I’m Proud of You, Mom
It never occurred to me during those long ago summer days when I wore my blond hair tightly braided so I could play baseball more efficiently that my soul was braided just as tightly.
I like to think that every child starts out that way, but as he or she grows their compassion and their humanity grow along with them. I forgot about my teenage years. The older me fingers my blond again – natural after years of being mousy brown but now mixed with gray –hair and it reminds me when I was eleven playing baseball in the vacant lot beside the Zawoysky house on Goodell Street. (It’s now filled with a house, sigh!!) All of the neighborhood kids played baseball in that lot and it didn’t matter what color your hair or skin was as long as you were a good player at least most of the time.
I imagined that those long summer afternoons of playing ball and trading insults and baseball cards and drinking Koolaide would last forever. Growing up loomed like a thunderstorm over the horizon but as long as the thunder remained distant, I was content.I braided my hair as tightly as I could to preserve the status quo.

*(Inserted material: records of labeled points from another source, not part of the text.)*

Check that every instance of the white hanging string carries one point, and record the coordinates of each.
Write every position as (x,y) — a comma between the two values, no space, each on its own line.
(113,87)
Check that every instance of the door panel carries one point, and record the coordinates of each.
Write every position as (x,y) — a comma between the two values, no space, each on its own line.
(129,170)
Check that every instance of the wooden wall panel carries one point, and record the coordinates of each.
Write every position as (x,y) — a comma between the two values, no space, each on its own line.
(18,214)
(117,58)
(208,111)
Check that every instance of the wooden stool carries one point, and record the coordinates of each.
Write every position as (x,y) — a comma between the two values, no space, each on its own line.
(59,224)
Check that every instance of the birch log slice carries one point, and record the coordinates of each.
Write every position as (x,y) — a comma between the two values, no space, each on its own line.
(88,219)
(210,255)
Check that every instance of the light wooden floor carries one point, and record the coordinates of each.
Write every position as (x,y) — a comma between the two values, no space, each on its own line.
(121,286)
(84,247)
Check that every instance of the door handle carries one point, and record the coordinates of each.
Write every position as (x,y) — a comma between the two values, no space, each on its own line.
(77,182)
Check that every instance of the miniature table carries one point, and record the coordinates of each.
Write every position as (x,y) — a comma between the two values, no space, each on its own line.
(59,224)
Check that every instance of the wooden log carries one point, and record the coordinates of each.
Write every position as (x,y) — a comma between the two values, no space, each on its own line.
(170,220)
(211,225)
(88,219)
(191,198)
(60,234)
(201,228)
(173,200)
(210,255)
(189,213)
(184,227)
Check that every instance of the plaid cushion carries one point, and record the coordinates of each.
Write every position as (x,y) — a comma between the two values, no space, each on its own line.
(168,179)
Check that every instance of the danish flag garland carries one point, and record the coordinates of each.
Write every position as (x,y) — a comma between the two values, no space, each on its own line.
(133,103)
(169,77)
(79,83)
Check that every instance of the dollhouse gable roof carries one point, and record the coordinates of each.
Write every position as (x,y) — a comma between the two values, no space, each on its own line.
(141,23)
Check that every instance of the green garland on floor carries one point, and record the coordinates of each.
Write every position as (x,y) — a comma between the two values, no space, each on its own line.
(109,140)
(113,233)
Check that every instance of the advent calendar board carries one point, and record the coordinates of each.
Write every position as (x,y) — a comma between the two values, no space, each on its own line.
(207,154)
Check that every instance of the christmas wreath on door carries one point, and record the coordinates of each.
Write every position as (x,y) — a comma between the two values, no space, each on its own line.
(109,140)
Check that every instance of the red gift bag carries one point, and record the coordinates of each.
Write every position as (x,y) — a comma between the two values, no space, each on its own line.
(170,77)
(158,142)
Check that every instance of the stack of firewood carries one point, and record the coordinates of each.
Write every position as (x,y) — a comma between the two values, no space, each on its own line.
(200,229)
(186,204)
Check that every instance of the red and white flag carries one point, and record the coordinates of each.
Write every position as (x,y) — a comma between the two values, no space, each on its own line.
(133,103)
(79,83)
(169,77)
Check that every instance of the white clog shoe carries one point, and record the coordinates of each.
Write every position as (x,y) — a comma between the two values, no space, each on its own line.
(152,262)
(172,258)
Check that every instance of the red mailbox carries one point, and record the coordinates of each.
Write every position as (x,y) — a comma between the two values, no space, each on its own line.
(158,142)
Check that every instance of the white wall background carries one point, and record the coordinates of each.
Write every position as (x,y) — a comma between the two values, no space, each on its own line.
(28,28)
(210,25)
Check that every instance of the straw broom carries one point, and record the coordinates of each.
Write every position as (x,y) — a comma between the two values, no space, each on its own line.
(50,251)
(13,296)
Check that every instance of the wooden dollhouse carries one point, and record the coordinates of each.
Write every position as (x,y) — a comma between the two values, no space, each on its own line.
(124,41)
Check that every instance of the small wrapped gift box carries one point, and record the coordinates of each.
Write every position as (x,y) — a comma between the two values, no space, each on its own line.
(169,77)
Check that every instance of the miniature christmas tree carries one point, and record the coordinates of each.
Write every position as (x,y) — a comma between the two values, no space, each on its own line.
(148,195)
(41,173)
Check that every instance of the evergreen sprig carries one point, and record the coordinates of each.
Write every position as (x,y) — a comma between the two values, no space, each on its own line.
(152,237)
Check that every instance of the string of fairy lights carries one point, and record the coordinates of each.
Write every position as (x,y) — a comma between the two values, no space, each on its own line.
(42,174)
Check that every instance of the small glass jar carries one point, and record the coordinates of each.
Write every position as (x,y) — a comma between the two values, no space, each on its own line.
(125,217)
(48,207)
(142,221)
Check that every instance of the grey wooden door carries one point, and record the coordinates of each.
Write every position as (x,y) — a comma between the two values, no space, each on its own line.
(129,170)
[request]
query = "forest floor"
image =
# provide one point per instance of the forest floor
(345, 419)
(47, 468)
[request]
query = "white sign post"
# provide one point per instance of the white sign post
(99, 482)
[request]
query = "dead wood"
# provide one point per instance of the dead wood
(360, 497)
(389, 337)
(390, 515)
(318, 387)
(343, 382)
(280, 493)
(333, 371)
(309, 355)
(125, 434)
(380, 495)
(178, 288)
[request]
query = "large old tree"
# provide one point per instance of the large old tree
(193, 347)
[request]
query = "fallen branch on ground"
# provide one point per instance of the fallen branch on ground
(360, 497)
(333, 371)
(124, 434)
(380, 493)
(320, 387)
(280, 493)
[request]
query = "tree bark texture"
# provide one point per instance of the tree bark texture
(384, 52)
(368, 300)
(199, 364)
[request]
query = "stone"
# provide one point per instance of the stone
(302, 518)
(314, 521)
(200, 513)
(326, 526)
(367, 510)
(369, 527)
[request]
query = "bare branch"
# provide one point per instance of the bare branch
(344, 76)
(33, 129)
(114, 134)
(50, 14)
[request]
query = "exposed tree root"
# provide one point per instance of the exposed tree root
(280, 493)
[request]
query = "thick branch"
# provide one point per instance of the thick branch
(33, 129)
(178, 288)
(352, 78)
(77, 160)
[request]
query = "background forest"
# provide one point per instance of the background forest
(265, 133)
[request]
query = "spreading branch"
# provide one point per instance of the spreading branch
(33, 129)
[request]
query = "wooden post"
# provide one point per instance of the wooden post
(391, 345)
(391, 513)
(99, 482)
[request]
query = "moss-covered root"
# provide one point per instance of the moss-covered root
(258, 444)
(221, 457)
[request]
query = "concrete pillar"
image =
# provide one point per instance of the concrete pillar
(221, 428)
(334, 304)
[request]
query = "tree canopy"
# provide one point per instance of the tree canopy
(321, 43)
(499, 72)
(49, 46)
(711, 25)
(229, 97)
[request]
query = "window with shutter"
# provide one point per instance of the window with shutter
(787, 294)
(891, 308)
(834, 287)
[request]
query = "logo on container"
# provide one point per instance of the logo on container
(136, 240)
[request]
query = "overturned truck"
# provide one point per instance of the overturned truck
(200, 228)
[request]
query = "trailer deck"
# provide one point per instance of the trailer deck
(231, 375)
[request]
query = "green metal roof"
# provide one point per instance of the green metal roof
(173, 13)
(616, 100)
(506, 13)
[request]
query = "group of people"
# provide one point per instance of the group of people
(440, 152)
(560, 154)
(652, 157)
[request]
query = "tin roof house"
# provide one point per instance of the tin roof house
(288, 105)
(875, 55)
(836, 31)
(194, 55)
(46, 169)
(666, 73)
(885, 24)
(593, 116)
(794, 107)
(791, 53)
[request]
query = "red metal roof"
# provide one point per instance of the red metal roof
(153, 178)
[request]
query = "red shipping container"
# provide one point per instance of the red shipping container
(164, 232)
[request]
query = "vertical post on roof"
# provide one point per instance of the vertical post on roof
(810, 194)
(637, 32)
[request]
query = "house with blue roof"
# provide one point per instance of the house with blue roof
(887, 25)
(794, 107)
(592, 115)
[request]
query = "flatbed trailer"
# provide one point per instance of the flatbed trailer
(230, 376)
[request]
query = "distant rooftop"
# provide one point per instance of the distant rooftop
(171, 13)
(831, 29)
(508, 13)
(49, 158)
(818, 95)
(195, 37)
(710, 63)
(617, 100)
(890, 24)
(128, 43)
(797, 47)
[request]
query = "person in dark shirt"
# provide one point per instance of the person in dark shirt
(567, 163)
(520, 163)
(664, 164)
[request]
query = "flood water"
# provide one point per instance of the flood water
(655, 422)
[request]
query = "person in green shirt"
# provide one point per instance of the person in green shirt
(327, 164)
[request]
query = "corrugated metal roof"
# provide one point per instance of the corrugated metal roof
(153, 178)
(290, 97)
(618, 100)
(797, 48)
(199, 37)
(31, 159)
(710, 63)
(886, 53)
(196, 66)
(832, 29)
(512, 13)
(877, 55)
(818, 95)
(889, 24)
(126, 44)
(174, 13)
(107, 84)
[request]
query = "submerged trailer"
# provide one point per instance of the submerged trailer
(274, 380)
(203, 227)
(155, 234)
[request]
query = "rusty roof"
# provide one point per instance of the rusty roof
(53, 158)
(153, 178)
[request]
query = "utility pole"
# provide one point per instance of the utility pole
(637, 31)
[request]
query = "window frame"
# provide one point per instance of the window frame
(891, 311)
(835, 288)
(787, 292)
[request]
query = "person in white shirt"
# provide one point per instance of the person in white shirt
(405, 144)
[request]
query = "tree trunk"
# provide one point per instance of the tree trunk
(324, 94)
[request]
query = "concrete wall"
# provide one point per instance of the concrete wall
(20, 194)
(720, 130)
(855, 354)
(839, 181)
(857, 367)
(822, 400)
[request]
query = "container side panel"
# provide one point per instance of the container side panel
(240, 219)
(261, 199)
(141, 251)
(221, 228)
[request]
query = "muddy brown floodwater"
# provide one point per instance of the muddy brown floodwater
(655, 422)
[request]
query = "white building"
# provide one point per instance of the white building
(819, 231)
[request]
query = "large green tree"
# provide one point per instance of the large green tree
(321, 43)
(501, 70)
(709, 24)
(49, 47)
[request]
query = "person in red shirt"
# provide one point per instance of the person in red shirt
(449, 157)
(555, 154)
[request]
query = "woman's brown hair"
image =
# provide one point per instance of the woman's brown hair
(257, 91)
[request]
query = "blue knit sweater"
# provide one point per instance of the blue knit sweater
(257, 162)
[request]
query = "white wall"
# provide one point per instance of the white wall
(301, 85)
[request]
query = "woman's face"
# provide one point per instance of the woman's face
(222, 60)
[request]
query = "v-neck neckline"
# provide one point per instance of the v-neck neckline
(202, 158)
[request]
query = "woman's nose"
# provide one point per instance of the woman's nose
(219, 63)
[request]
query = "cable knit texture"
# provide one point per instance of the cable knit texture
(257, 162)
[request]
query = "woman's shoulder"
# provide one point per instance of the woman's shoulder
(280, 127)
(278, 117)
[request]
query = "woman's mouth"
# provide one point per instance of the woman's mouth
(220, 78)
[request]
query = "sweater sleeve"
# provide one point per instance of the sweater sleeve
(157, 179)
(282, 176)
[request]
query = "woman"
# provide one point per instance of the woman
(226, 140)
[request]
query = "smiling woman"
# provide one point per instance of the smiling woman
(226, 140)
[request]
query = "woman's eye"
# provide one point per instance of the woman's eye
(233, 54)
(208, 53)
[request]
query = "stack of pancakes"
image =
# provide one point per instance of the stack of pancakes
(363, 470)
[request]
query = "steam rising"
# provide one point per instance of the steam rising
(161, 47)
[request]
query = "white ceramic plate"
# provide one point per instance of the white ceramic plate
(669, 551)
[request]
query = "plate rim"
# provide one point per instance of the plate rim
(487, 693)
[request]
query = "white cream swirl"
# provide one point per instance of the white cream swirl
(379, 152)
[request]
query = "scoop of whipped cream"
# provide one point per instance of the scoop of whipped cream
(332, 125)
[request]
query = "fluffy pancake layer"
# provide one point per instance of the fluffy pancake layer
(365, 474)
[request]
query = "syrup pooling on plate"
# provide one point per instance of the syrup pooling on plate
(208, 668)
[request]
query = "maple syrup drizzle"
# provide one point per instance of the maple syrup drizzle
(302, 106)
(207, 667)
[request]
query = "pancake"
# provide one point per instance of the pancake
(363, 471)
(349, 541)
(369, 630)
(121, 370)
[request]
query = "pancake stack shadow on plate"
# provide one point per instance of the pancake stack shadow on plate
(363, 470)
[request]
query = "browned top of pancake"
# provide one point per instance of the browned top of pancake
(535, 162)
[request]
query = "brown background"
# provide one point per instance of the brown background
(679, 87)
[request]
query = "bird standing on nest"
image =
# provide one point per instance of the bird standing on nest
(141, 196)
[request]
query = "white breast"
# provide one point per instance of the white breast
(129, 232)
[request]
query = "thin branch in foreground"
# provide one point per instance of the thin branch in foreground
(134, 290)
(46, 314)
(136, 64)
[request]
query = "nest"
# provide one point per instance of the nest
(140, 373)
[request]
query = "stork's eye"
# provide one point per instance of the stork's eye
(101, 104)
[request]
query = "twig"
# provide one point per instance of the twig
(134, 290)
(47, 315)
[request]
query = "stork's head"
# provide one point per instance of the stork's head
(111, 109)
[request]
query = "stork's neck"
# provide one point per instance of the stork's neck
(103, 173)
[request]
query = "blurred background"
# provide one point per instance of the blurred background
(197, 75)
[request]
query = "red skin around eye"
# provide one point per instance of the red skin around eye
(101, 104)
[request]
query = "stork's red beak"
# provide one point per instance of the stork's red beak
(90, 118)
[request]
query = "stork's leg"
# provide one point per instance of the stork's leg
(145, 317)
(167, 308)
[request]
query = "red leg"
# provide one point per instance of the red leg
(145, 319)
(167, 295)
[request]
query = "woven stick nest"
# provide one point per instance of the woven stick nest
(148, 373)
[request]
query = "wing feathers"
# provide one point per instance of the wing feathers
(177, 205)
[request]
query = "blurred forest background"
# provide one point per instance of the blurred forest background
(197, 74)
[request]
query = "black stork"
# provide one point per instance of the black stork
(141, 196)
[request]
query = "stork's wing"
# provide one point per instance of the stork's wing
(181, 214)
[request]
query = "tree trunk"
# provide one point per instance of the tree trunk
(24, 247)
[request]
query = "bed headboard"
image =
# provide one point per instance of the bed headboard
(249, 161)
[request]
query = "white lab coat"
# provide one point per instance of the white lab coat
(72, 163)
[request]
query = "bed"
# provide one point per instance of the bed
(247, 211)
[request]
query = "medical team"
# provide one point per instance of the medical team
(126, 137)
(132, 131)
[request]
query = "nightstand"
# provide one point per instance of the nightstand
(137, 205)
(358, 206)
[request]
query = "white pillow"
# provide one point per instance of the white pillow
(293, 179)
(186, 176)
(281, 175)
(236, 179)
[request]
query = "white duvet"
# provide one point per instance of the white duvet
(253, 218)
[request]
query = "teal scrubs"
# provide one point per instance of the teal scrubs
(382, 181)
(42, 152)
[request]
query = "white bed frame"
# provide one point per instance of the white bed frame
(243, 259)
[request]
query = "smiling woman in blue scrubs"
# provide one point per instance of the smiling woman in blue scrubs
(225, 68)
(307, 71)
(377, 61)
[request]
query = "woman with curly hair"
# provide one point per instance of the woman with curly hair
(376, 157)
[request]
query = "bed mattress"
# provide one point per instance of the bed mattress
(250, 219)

Two years later we didn’t play ball at the vacant lot any longer. We went to dances at school and were in involved in young people’s activities at church. We were immersed in the process of growing up. Bouffant hairdos were in and I teased my hair along with the rest of the girls and sprayed its free flying masses with hairspray, but my soul was still braided.
Two years later, my Mom decided to finish the one year of high school she had left so that she could receive her diploma. Instead of discretely going at night, she decided to attend day classes. I was mortified. Passing her in the hall, I pretended I didn’t know her. When the few teachers that had taught both her and my father before inheriting their children said something about her courage, I tossed my long hair and tuned them out. My Mom graduated, but she didn’t attend commencement so I thought her achievement was over and I could go on being a teenager with a selective memory.
Forty years later and twenty years after her death, I am far beyond being a teenager and my hair is more gray than blond until I decide to consult Lady Clairol.
But my soul is gradually becoming unbraided. I am proud of you, mom!!